Note that this is not about sorting per se, the groupByKey needs to determine
if key objects are _equal_ and Avro objects use sort order to determine
equality too. See example below. Crunch-on-MapReduce takes this into account,
whereas Crunch-on-Spark doesn't. I do not know if the difference is
intentional, but it definitely is inconsistent and I would argue that
Crunch-on-MapReduce behavior is the desired behavior.
{code}
package example;
import com.google.common.collect.Lists;
import org.apache.avro.Schema;
import org.apache.avro.Schema.Field;
import org.apache.avro.Schema.Field.Order;
import org.apache.avro.Schema.Type;
import org.apache.avro.generic.GenericData.Record;
import org.apache.avro.generic.GenericRecordBuilder;
import org.codehaus.jackson.node.JsonNodeFactory;
import org.junit.Test;
import static org.junit.Assert.assertEquals;
public class AvroEqualsTest {
@Test
public void fieldsWithIgnoredSortOrderAreNotUsedInEquals() {
Schema mySchema = Schema.createRecord(Lists.newArrayList(new
Field("field1",
Schema.create(Type.STRING),
null,
JsonNodeFactory.instance.textNode(""),
Order.ASCENDING), new Field("field2",
Schema.create(Type.STRING),
null,
JsonNodeFactory.instance.textNode(""),
Order.IGNORE)));
GenericRecordBuilder myGRB = new GenericRecordBuilder(mySchema);
Record myRecord1 = myGRB.set("field1", "hello").set("field2",
"world").build();
Record myRecord2 = myGRB.set("field1", "hello").set("field2",
"there").build();
assertEquals(myRecord1, myRecord2);
}
}
{code}
> groupByKey on Spark incorrect if key is Avro record with defined sort order
> ---------------------------------------------------------------------------
>
> Key: CRUNCH-485
> URL: https://issues.apache.org/jira/browse/CRUNCH-485
> Project: Crunch
> Issue Type: Bug
> Components: Core
> Affects Versions: 0.11.0
> Reporter: Tycho Lamerigts
> Assignee: Josh Wills
>
> GroupByKey on Spark is incorrect if the key type is an Avro record with
> defined sort order (http://avro.apache.org/docs/1.7.7/spec.html#order).

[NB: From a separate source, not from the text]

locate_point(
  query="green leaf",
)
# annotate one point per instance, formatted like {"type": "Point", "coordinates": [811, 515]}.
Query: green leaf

> Instead, it serializes the entire avro record to a binary blob (byte array)
> and groups identical blobs. This is wrong. By contrast, groupByKey on
> MapReduce works as expected, so it does take Avro's sort order into account.
> The culprit is probably the following code from
> org.apache.crunch.impl.spark.collect.PGroupedTableImpl#getJavaRDDLikeInternal
> {code}
> groupedRDD = parentRDD.map(new PairMapFunction(ptype.getOutputMapFn(),
> runtime.getRuntimeContext()))
> .mapToPair(new MapOutputFunction(keySerde, valueSerde))
> .groupByKey(numPartitions);
> {code}
> where MapOutputFunction simply converts the entire key object to a binary
> blob, without taking sort order into account.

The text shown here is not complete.